Without Your Knowledge

Facebook collaborated with two respected universities to study your emotional responses when shown different kinds of news. Without your knowledge.

We learned in June, you might recall, that Cornell, the University of California at San Francisco and Facebook delved into the doings and feelings of 700,000 of us folks without so much as a by-your-leave. The aim was unalloyed, as aims often begin when people sit in rooms with statistics and contemplate how to study them.  Do users post negative prose if they’re exposed to adverse news?

It seems innocuous, sure. I’m not knocking the social network and that’s not the point of today’s piece. If you’re sharing your innermost feelings with a community of one billion, your expectation for inclusion on the distribution list for the memo about a psychological study should be a number approaching zero.

Speaking of memos you didn’t get, we wrote two weeks ago that the SEC had in June ordered the stock exchanges and Finra, regulator for brokers, to craft a program for larger tick-sizes in small-caps. The plan is out. Without input from public companies. But you can yet weigh in. We’ll come to it.

There are four groups, not three as we’d initially thought. The three test groups will contain about 400 entities each with prices over $2, volume under a million shares, and market-cap of $5 billion or less, and will study trading in five-cent increments.

Lest you suppose this is the backwater of the market, there are only 754 large-cap companies in the Wilshire 5000.  Not enough to constitute two test groups. Most of the stocks trading publicly fit criteria for this proposed program.

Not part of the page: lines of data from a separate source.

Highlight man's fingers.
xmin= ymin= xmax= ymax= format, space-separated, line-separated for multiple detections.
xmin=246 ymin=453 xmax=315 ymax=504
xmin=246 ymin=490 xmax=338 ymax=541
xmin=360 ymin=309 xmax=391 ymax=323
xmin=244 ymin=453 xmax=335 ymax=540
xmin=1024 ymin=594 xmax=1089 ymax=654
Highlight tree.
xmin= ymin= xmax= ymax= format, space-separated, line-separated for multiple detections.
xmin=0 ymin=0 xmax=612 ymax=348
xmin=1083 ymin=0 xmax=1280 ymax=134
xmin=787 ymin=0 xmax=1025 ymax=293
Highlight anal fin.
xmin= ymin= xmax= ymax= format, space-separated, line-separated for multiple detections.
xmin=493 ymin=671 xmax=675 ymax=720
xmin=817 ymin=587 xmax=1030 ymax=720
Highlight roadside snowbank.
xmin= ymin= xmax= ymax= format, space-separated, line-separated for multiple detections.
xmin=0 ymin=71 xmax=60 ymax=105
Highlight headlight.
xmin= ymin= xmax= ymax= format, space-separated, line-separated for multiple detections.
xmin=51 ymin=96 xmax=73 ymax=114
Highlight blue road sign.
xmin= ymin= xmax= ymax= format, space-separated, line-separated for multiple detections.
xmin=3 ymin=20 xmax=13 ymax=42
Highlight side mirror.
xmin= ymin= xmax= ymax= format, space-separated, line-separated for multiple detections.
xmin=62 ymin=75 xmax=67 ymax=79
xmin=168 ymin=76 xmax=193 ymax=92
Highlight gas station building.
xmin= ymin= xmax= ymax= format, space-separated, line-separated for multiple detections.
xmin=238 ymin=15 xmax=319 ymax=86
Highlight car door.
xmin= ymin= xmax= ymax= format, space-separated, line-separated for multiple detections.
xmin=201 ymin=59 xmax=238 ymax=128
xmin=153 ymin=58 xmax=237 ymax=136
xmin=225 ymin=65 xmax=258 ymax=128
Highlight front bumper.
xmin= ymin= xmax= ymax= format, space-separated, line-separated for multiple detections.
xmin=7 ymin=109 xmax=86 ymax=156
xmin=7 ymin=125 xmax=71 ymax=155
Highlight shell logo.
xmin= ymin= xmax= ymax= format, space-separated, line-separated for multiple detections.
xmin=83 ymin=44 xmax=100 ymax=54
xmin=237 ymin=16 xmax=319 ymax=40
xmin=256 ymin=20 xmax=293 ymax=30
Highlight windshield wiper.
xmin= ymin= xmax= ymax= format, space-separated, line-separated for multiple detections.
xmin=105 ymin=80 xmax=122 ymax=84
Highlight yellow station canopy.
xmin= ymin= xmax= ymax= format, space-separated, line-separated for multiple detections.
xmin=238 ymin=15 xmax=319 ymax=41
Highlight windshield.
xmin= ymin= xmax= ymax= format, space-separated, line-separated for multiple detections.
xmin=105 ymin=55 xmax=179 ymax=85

That makes this plan more than a test. It’s a functional repudiation of Regulation National Market System. But instead of admitting its errors, the SEC simply ordered the exchanges to propose an alternative, thus permitting regulators to sidestep responsibility for screwing up 80% of the marketplace.

Summarizing the plan, the control will trade as it does now, while the first test group will show spreads of five cents between best prices to buy or sell shares but trade at any price between. The second will enforce trading at five-cent spreads with exceptions for midpoint trades, retail orders and negotiated prints (volume-weighted or time-weighted execution). The third will also trade in five-cent increments but with a trade-at rule prohibiting sales at prices different from the best displayed one, an effort to push trading out of dark pools and back to exchanges. But there are 13 exceptions. Why test, then?

I think the exchanges and the SEC, both desperate for trading volume, looked at the data and discovered that all the trading is in the 20% of issues with 80% of market-cap. It’s a cabal of traders, exchanges and regulators. Structure is failing. So this plan hopes to push volume into the dying small-cap roots of a stock market riven with large-cap arbitrage.

Look, we’re for reform!  But our mantra never changes: Involve issuers. Provide data that matters.  It was June 5, 2014, when SEC Chair Mary Jo White said: “The secondary markets exist for investors and public companies, and their interests must be paramount.”

Is it true, or ain’t it? A plan that excludes these constituents hardly exudes eminence. So call your investors and get them to weigh in too. Keys for issuers:

1.      There is no issuer constituency in this plan at all.

2.      There is no issuer representative in what the plan calls the Designated Examining Authority, vested with measuring success.

3.      Assessment criteria address intermediary profitability and economics. No surprise since the plan was crafted by intermediaries.  But discrimination against issuers is prohibited under the Securities Act. Markets don’t exist to ensure profits for exchanges and traders but to match investors and growing enterprises.

4.      The data to be offered publicly are laughable. In Canada you can know as an issuer exactly which broker traded your shares within a day.  Under this plan, no market-maker information is offered publicly.  How are issuers to determine who makes markets well and who doesn’t?

5.      Why don’t issuers have the right to opt out or in?  Are public companies chattel?  Give them a subsidy for tools and they’ll pay no attention to what’s occurring?

The good news is you can say something. The SEC will shortly follow with a 21-day comment period on this plan.  We’ll alert you where to comment. If you’ve never submitted a comment letter before, ask us!  We’ll help.

Now, make it a goal to speak up. Otherwise, we all deserve barcodes.